After two or three successive errors in a single dialog state (regardless of the type of error), it is unlikely the caller is going to recover. In fact, hang-up rates are very high after a few rejects. For this reason, every application should have defined behavior for what to do when a maximum number of errors has been reached. For example, if live agents are available, the application might transfer callers to an agent after they have experienced three successive rejects. In the high-level design phase you should establish three thresholds: the maximum number of successive errors in a single dialog state (the state-specific error count), the maximum number of errors counted globally, and the maximum number of disconfirmations (responses of "No" in confirmation states).

A typical number for the state-specific error count is three. Designers differ on whether the three errors should be of the same type. We recommend that any error count toward the maximum error threshold. An exception might be in an initial dialog state for a newly deployed system. Sometimes callers are caught off-guard by the new system, especially one that is expecting the caller to talk to it. In these situations it is sometimes better to customize the threshold and corresponding behavior for no-speech timeout errors.

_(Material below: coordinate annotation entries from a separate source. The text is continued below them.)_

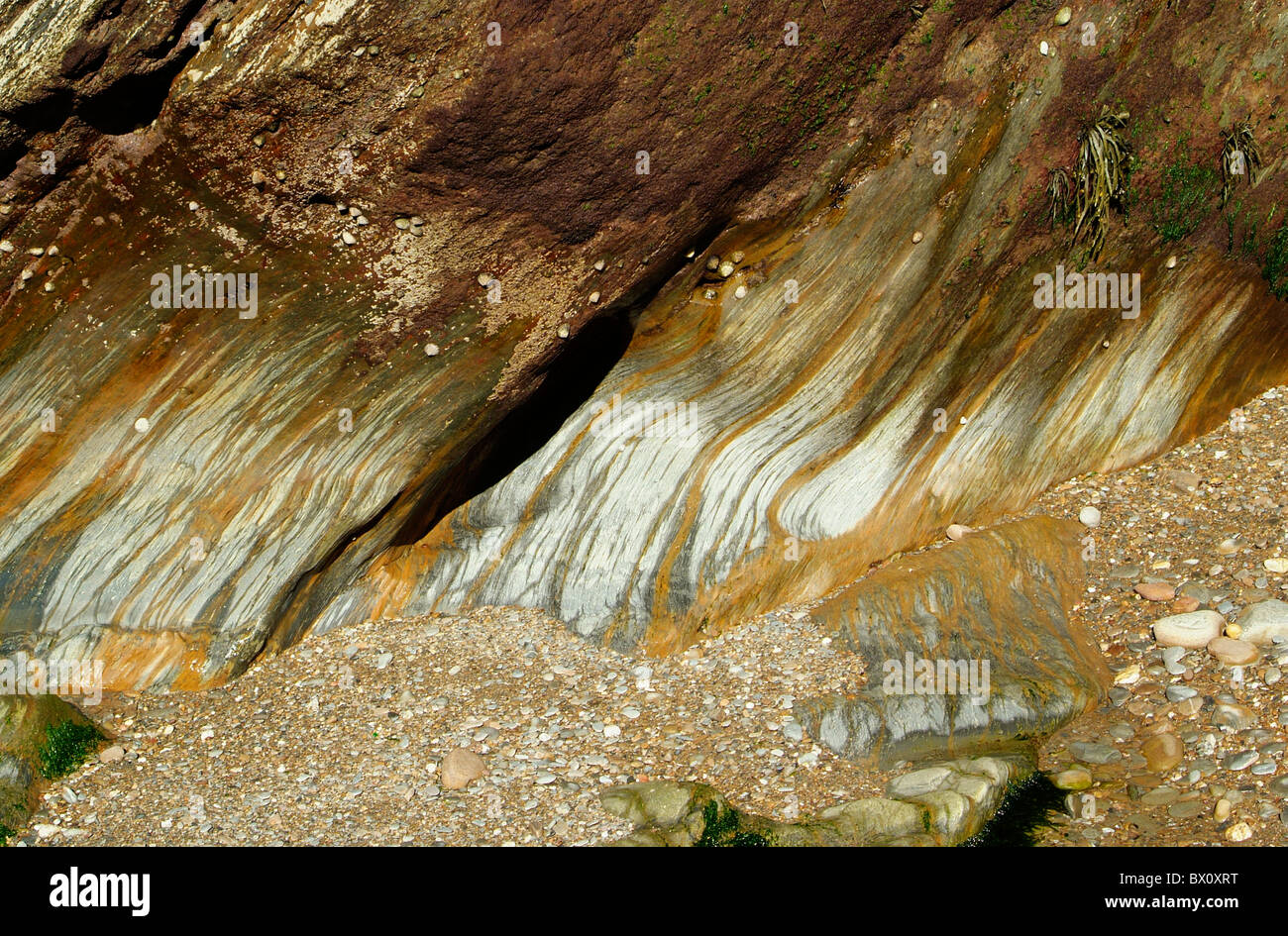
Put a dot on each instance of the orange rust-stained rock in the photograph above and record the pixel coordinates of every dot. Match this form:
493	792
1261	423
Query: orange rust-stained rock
966	648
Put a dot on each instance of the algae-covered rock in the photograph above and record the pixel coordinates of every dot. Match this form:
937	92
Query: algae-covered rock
40	735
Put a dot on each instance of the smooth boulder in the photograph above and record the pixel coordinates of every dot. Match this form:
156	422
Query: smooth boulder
1193	631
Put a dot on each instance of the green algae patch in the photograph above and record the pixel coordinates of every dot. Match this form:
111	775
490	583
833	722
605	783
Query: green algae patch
1026	807
65	747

For disconfirmations, a default limit of two is recommended (this is based on hang-up rates from real deployments). When the threshold is reached, it is a good idea to send callers directly to an agent if one is available.

5.2.2 Universals

Universals are commands that are always available in an application. The most common universal is "Help." Most applications allow the caller to say "Help" at any time, in any dialog state. In response to "Help," the application provides the caller with detailed instructions specific to the current dialog state.

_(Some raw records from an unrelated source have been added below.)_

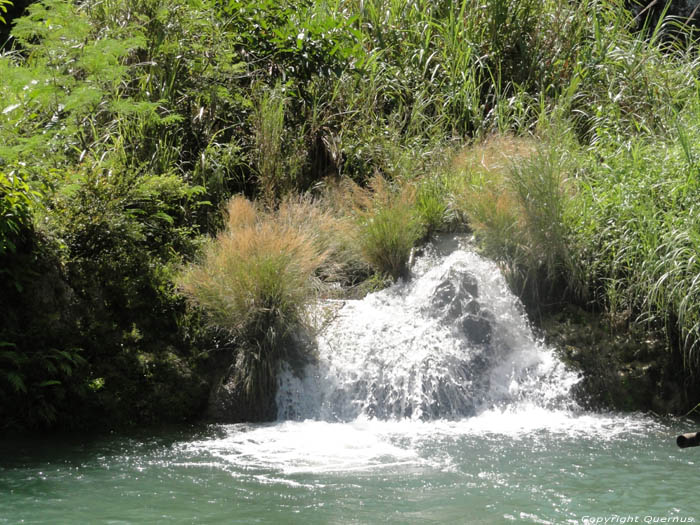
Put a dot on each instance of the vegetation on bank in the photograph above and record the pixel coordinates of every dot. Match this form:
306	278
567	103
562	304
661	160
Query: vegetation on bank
337	135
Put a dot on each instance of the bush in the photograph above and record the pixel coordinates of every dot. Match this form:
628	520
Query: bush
515	194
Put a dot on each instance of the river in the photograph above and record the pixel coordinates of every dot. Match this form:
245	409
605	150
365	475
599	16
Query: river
429	402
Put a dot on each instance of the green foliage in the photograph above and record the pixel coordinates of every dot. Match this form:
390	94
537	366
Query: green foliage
255	281
15	211
3	9
388	233
125	126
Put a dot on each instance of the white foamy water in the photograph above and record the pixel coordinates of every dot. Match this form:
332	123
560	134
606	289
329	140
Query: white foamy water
450	343
430	402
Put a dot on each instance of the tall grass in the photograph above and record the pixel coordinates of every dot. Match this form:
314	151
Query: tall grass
255	280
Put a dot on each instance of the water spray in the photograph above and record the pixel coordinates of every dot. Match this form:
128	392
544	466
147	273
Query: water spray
691	439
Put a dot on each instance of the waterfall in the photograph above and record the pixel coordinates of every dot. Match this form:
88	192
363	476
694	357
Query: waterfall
449	342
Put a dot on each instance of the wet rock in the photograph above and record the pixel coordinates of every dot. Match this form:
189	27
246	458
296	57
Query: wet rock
477	329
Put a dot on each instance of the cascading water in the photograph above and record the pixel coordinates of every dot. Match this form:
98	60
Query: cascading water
430	402
449	343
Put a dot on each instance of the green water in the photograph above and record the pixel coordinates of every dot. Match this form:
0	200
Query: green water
530	466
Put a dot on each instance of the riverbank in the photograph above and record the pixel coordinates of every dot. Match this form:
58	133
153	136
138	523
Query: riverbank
563	135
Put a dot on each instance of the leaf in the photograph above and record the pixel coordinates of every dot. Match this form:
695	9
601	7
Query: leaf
10	108
17	381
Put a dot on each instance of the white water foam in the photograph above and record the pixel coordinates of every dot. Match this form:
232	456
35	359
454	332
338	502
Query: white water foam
402	373
450	343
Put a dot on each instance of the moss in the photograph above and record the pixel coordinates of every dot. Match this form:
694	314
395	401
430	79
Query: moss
623	367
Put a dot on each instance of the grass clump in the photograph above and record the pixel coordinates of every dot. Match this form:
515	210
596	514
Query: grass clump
514	193
255	280
257	275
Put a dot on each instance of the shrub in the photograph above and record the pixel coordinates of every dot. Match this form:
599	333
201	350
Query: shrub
255	280
516	199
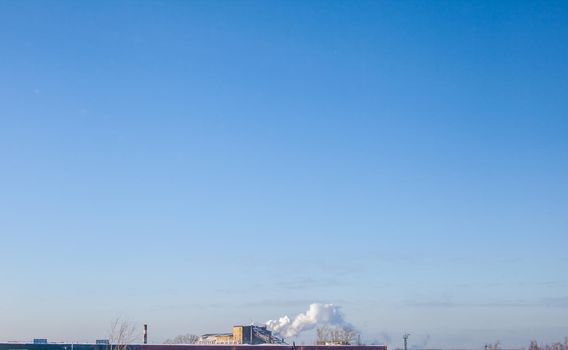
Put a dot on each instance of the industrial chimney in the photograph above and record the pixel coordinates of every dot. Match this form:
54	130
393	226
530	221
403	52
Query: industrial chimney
145	334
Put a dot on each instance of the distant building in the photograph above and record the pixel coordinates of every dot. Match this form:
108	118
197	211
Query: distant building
242	335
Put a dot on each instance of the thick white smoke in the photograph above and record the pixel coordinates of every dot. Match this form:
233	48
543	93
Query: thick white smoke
317	315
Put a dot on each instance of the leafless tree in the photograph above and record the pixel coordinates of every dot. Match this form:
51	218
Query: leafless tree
183	339
121	334
338	335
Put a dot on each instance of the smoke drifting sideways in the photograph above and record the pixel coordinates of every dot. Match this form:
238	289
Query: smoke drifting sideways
317	315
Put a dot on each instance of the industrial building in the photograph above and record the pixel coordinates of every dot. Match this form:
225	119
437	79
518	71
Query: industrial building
252	335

There is a set of six universals that we recommend for all applications: help, repeat, main-menu/start-over, go-back, operator, and good-bye. Chapter 9 covers the motivation for this standard set of universals and explains how to use them. During high-level design, your task is to decide whether to use these standard universals and whether to supplement them with any universals that have particular relevance for the application. For example, a stock trading application may use "broker" as a universal so that the caller can always get directly to a live broker.

5.2.3 Login

Although not as pervasive as error handling and universals, login strategies can have an effect on many parts of certain applications. (Login is the part of some applications that gathers information such as account numbers and PINs from callers.) The decision to be made is whether to log in callers at the beginning of the interaction or wait until they want to do something that requires secure information (often called delayed login). There are pros and cons to each approach.

The benefit of up-front login is that the designer can customize the system's behavior for that individual or class of caller. For example, if the caller has not set up automatic payments, the system does not have to offer automatic payment options related to managing an existing account. The application can also be intelligent about the help strategy and can even adjust the prompt detail depending on whether the caller is a novice or expert user.

A disadvantage of this type of login is that callers must provide personal information even if they want to do something generally available, such as getting a stock quote. This takes time. Often, users forget their PINs and have a difficult time getting into their accounts. This can be frustrating if all they want to do is a simple task that does not require account information.

The opposite is true for delayed login. Although callers are not bothered with remembering account numbers, PINs, and passcodes, they may have to wade through irrelevant options in menus, and often experts must use dialogs designed for novices.

Your choice of login approach depends greatly on the application's key design criteria and how easy or difficult it is for users to remember or access the required login information.